Рассказать вам, каким образом? Плутовка навестила меня как-то, когда я был уже на пути к выздоровлению и мне позволяли сидеть в постели; она была так весела, так милостива и ласкова со мной, что я был на седьмом небе и даже бедную матушку в то блаженное утро осчастливил приветливым словом и нежным поцелуем. Я чувствовал себя отлично и уписал целую курицу, а дядюшке, пришедшему меня проведать, обещал совсем поправиться к тому дню, когда начнется охота на куропаток, и сопровождать его как обычно.

Как раз на послезавтра приходилось воскресенье, и у меня были на этот день планы, которые я твердо намеревался привести в исполнение, несмотря на все запреты врача и матушки, уверявших, что мне ни под каким видом нельзя выходить из дому, так как свежий воздух убьет меня.

Я лежал, блаженно умиротворенный, и впервые в жизни слагал стихи. Привожу их здесь такими, как написал их юный недоросль, со всеми присущими ему орфографическими ошибками. И хоть эти строки не так изысканны и безупречны, как «Арделия, драгая, я стражду от любви» или «Чуть солнце озарило цветущие луга» и другие лирические излияния моего пера, получившие впоследствии столь высокое признание, однако, как мне кажется, для скромного пятнадцатилетнего поэта они написаны весьма изрядно.

РОЗА ФЛОРЫ
Послание, адресованное юным высокородным джентльменом мисс Бр-ди, из замка Брейди
У Брейдской башни, средь всех невзрачных
Один завидный мне мил цвиток, —
Есть в замке Брейди красотка-леди,
(Но как люблю я – вам невдомек);
Ей имя Нора. Богиня Флора
Дарит ей розу, любви залог.
И молвит Флора: «О леди Нора,
У Брейдской башни цвиточков тьма —
Семь дев я знаю, но ты, восьмая,
Мужчин в округе свела с ума.
Ирландский остров, на зависть сестрам,
Твою взлилеял красу весьма!»

Заканчивались стихи так:

«Пойдем-ка, Нора! – взывает Флора, —
Туда, где бедный грустит юнец.
То некий местный поэт безвестный,
Но вам известный младой певец;
То Редмонд Барри, с ним, юным, в паре,
Пойти б вам стоило под винец»[23].

В воскресенье, едва матушка ушла в церковь, я кликнул камердинера Фила, со всей строгостью велел принести мое лучшее платье, в каковое и облачился (убедившись при этом, что все стало мне за время болезни до смешного коротко и узко), и, прихватив заветный листок со стихами, понесся во всю прыть в замок Брейди, мечтая увидеть мою богиню. Воздух был свеж и чист, птицы звонко распевали в зеленых ветвях, я ощущал давно незнакомую мне радость и бежал вприпрыжку по широкой просеке (дядюшка, конечно, постарался свести весь лес в своих владениях), точно проворный молодой фавн. Сердце мое отчаянно колотилось, когда я поднимался по заросшим травой ступеням и распахнул покосившуюся дверь холла. Господа ушли в церковь, сообщил мне мистер Скру, дворецкий (с удивлением оглядывая мое осунувшееся лицо и тощую долговязую фигуру), и с ними шесть барышень.

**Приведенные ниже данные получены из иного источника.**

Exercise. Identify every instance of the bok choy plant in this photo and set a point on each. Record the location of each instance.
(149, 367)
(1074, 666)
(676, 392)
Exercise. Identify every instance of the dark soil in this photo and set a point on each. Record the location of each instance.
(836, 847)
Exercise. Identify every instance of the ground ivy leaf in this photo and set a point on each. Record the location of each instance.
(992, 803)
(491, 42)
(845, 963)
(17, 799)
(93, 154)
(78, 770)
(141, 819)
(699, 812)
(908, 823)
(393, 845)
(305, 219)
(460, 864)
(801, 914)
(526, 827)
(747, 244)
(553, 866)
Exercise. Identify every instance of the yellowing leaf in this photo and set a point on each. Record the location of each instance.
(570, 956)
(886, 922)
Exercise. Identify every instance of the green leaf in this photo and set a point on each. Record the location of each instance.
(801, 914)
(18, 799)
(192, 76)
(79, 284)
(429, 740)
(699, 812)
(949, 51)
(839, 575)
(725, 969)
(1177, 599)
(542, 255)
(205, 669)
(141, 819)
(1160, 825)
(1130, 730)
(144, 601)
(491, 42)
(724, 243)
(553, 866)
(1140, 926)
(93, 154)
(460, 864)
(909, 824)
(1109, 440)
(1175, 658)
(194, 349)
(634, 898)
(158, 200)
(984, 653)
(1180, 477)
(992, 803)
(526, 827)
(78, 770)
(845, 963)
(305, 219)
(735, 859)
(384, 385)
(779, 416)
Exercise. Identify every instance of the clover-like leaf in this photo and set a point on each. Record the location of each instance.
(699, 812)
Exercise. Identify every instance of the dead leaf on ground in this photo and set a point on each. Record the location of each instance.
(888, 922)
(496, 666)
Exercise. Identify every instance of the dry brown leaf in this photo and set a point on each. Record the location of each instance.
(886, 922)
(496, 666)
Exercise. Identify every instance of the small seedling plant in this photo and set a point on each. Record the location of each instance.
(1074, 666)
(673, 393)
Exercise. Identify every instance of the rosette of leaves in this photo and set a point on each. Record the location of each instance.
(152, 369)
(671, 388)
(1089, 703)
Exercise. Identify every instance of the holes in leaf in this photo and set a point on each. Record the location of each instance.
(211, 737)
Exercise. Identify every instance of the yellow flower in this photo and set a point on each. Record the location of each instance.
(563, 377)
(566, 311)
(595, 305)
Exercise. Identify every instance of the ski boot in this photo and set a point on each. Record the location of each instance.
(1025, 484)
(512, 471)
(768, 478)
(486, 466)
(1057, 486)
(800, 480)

– И мисс Нора в том числе? – осведомился я.

– Нет, мисс Нора не с ними, – ответил мистер Скру с непроницаемым, загадочным видом.

– Где же она?

На этот вопрос он ответил – или сделал вид, что ответил, – с обычной для ирландца уклончивостью, предоставив мне гадать, поехала ли Нора с братом в Килванген, пристроившись за его седлом, отправилась ли на прогулку с одной из сестер или лежит больная в своей комнате. А пока я пытался решить этот вопрос, мистер Скру незаметно исчез.

Я бросился на задний двор, к конюшням, и здесь увидел драгуна, насвистывавшего на мотив «Да здравствует английский ростбиф!» и чистившего скребницей кавалерийскую лошадь.

– Чья эта лошадь, малый? – спросил я.